Citing the health crisis and the economic downturn, Orsini agreed that PSS has to allow  school operations and teachers to have some flexibility.

“We have to adjust our approach without violating the law,” Orsini added.

He said Senate Bill 21-49 was introduced by Senate Vice President Jude U. Hofschneider in January to amend the minimum instructional time for PSS, but the measure remains pending in the Senate.

In the absence of legislative action, Orsini asked guidance from PSS legal counsel Tiberius Mocanu who said the school system has two ways to implement a new instructional calendar, one of which is for the Legislature to pass the bill. “This is the cleanest way of getting this done so that we are in line with the statute that governs the duration of the school year,” he said.

The second way, he added, is for Gov. Ralph DLG Torres to suspend the regulations for the 180 days’ instruction.

Since the CNMI is still in a state of emergency, Mocanu said the governor has the ability to suspend both statute and regulations through an executive order.

However, he added, once the executive order is rescinded or the state of emergency  ends, PSS has to again provide 180 instructional days as required by law.

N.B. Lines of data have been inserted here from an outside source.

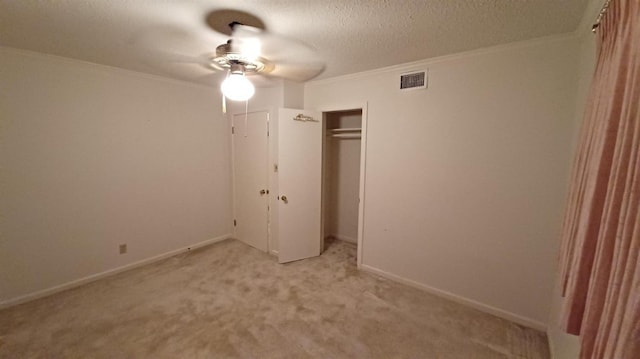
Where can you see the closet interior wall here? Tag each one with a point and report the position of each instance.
(342, 174)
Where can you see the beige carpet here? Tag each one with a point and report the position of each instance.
(231, 301)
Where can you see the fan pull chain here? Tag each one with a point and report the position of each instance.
(246, 117)
(224, 104)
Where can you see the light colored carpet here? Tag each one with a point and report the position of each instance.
(231, 301)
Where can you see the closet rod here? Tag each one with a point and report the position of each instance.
(346, 135)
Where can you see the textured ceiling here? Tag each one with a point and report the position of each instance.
(163, 37)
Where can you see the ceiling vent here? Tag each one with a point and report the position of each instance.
(413, 80)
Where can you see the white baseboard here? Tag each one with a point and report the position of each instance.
(91, 278)
(527, 322)
(344, 238)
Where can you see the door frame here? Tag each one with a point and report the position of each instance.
(363, 166)
(234, 208)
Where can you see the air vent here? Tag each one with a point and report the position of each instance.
(413, 81)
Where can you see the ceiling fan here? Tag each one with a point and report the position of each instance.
(251, 50)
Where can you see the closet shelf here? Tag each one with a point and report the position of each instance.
(343, 130)
(346, 135)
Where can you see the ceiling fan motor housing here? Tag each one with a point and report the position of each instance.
(225, 58)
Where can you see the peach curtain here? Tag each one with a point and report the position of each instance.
(599, 258)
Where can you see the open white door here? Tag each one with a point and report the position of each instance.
(300, 184)
(250, 163)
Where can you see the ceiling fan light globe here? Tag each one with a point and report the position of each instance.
(237, 87)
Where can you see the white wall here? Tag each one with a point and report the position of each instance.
(342, 179)
(466, 181)
(563, 345)
(93, 157)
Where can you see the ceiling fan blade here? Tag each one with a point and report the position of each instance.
(296, 71)
(291, 59)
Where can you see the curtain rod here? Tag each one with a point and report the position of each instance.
(603, 11)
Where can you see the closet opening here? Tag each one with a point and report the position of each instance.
(341, 183)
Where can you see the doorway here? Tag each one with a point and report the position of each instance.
(250, 178)
(341, 178)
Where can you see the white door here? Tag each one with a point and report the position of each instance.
(250, 163)
(300, 184)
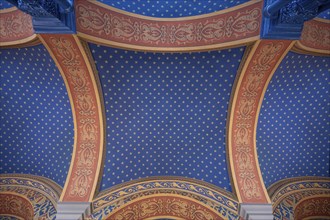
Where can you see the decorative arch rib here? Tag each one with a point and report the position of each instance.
(261, 62)
(82, 85)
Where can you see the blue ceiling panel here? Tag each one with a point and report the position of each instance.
(325, 14)
(172, 8)
(36, 129)
(293, 129)
(166, 113)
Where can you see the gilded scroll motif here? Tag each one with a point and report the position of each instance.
(100, 22)
(80, 85)
(316, 35)
(15, 25)
(164, 206)
(262, 63)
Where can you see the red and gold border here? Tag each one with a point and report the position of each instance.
(313, 206)
(248, 93)
(170, 206)
(84, 94)
(315, 37)
(12, 204)
(15, 28)
(103, 24)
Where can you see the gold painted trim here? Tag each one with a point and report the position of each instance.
(174, 189)
(299, 47)
(6, 10)
(73, 116)
(257, 117)
(98, 94)
(206, 185)
(19, 42)
(159, 195)
(298, 191)
(233, 105)
(187, 18)
(220, 46)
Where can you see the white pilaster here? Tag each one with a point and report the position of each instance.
(256, 211)
(72, 210)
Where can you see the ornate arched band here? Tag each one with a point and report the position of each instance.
(12, 204)
(15, 28)
(160, 206)
(84, 94)
(314, 206)
(40, 192)
(219, 201)
(256, 72)
(288, 197)
(106, 25)
(315, 37)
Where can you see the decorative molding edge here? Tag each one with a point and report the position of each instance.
(256, 211)
(84, 94)
(156, 206)
(287, 194)
(73, 210)
(103, 24)
(315, 37)
(216, 199)
(252, 82)
(15, 28)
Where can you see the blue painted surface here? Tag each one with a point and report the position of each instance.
(166, 113)
(36, 128)
(325, 14)
(4, 4)
(293, 128)
(172, 8)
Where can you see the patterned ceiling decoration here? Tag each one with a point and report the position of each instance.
(325, 14)
(166, 113)
(4, 4)
(119, 199)
(41, 193)
(36, 132)
(293, 125)
(172, 8)
(289, 195)
(16, 28)
(315, 37)
(74, 60)
(106, 25)
(259, 65)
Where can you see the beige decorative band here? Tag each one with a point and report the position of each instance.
(72, 61)
(106, 25)
(252, 82)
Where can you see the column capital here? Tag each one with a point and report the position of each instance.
(73, 210)
(256, 211)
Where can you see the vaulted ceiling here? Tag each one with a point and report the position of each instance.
(165, 113)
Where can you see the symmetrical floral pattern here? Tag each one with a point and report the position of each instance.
(220, 202)
(245, 109)
(15, 25)
(87, 118)
(164, 206)
(316, 34)
(110, 25)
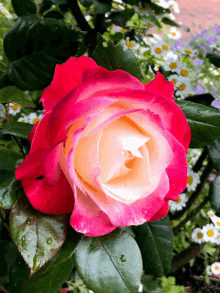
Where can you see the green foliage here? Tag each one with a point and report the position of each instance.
(37, 236)
(157, 254)
(104, 263)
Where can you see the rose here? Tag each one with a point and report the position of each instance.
(108, 149)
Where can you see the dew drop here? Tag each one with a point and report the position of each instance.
(123, 259)
(49, 240)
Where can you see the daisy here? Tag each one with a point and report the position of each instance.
(215, 267)
(198, 235)
(210, 233)
(129, 44)
(143, 10)
(14, 108)
(192, 179)
(209, 271)
(174, 34)
(157, 50)
(179, 204)
(23, 119)
(173, 65)
(183, 86)
(34, 118)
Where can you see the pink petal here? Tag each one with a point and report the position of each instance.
(88, 218)
(51, 199)
(161, 86)
(67, 77)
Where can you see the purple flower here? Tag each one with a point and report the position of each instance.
(199, 90)
(216, 104)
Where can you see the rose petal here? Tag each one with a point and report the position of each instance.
(88, 218)
(67, 77)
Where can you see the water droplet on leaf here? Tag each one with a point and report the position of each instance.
(123, 259)
(49, 240)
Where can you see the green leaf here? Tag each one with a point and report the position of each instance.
(150, 284)
(10, 191)
(214, 59)
(36, 46)
(37, 236)
(203, 121)
(50, 277)
(171, 22)
(53, 14)
(8, 255)
(20, 129)
(204, 99)
(110, 263)
(24, 7)
(8, 159)
(155, 240)
(114, 57)
(59, 2)
(214, 192)
(11, 94)
(214, 153)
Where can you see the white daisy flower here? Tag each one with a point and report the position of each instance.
(129, 44)
(179, 204)
(23, 119)
(173, 65)
(174, 78)
(192, 179)
(14, 108)
(209, 271)
(34, 118)
(119, 29)
(143, 10)
(149, 24)
(210, 233)
(198, 235)
(215, 267)
(157, 50)
(5, 12)
(174, 34)
(188, 50)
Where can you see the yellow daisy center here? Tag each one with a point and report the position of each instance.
(188, 51)
(210, 233)
(158, 50)
(129, 44)
(184, 72)
(173, 65)
(179, 200)
(182, 87)
(149, 25)
(15, 107)
(190, 179)
(165, 47)
(35, 120)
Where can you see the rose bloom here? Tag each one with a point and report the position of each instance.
(108, 149)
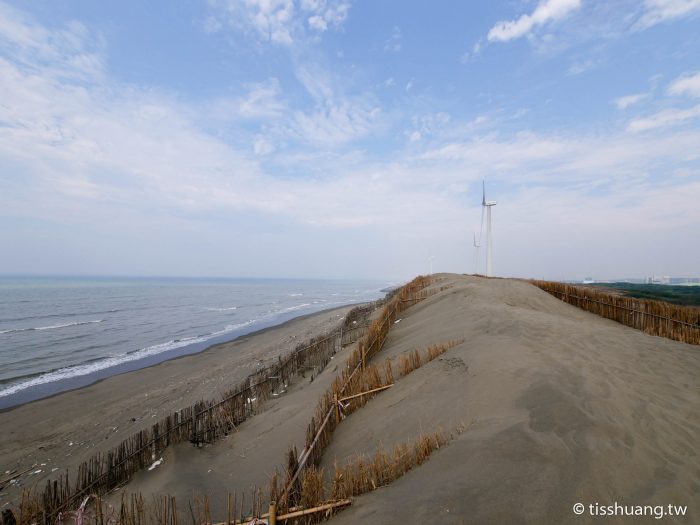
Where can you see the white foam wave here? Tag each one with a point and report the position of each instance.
(52, 327)
(109, 362)
(293, 308)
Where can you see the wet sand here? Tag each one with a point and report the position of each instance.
(560, 406)
(59, 432)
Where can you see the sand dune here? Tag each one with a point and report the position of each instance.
(560, 407)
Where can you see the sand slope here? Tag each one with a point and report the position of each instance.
(561, 406)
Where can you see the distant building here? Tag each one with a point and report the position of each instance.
(655, 279)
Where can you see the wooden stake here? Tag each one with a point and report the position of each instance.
(365, 393)
(337, 409)
(272, 519)
(313, 510)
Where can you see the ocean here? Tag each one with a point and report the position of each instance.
(59, 333)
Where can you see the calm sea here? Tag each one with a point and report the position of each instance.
(62, 333)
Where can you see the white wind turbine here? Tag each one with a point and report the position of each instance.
(477, 245)
(487, 204)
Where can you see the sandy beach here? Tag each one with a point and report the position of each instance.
(555, 406)
(57, 433)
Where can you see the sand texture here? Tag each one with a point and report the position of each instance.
(559, 406)
(66, 429)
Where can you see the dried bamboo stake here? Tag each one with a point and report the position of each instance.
(337, 408)
(272, 520)
(365, 393)
(313, 510)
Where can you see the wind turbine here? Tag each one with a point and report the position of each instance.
(477, 245)
(487, 204)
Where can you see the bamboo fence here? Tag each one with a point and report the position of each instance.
(202, 422)
(356, 378)
(680, 323)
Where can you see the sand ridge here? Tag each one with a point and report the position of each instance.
(561, 406)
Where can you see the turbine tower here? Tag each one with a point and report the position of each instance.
(487, 204)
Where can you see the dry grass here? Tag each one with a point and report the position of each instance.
(680, 323)
(202, 422)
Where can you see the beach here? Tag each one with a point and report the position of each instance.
(546, 406)
(57, 433)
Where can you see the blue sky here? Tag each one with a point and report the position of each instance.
(330, 138)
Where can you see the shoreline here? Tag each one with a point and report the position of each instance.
(57, 433)
(51, 389)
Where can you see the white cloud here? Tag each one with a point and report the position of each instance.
(84, 151)
(629, 100)
(262, 101)
(336, 118)
(688, 84)
(545, 12)
(281, 22)
(664, 119)
(393, 43)
(657, 11)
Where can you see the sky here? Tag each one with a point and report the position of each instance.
(349, 139)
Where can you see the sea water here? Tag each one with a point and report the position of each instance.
(62, 333)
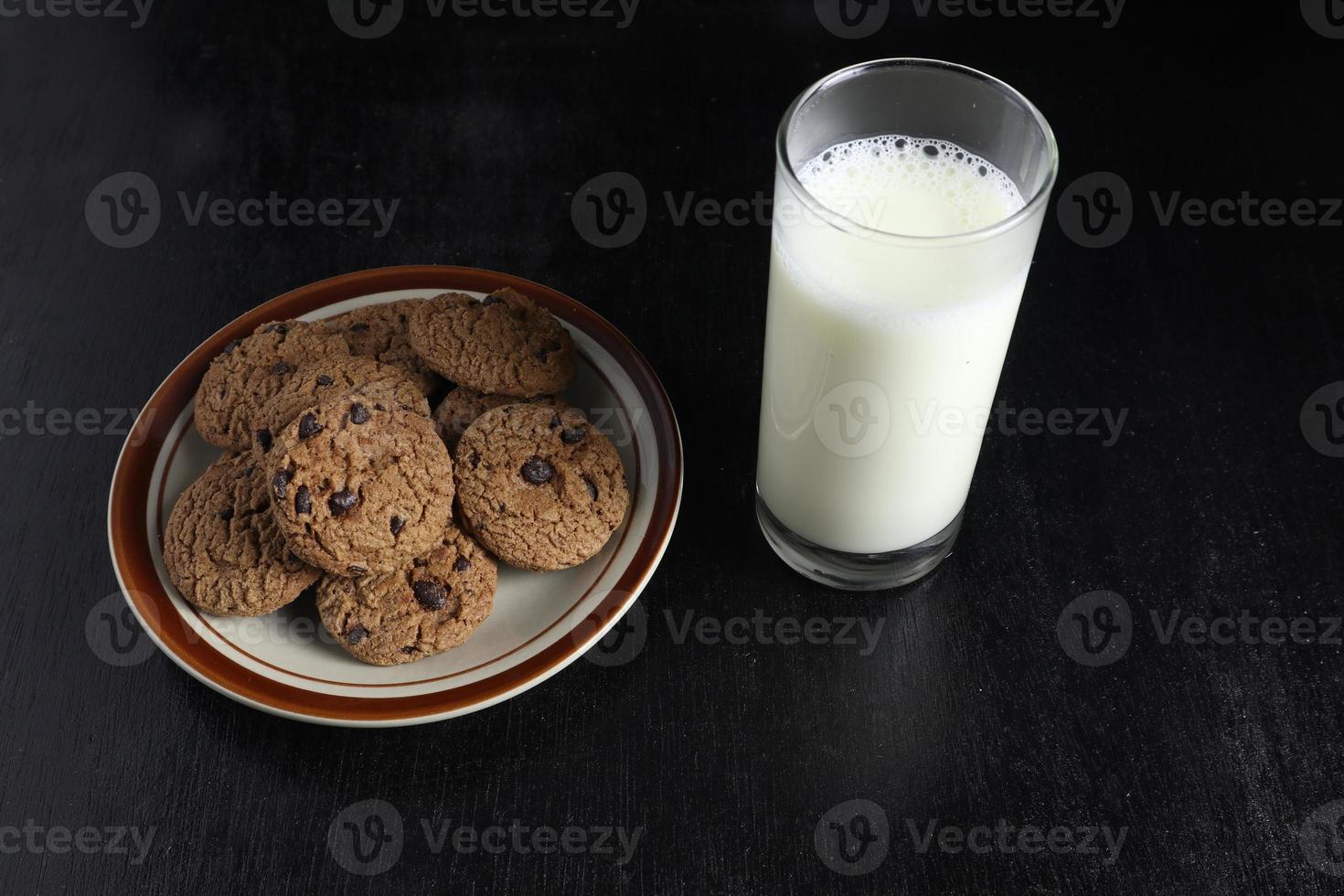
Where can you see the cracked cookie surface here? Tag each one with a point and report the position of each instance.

Mocanu said the BOE has no power to change the statute. “We can change the regulations all we want, but so long as the Education Act still mandates 180 days, we are stuck with 180 days.”

Mocanu said PSS should urge lawmakers to move forward with the passage of Senate Bill 21-49.

BOE member Philip Mendiola-Long noted that 731 seniors graduated without complying with the 180 instructional days regulation.

He said Senate Bill 21-49  should retroactively apply to the 2020 graduating class.

But right now, he said, the immediate relief would be to ask the governor to waive the 180 instructional days under his emergency power.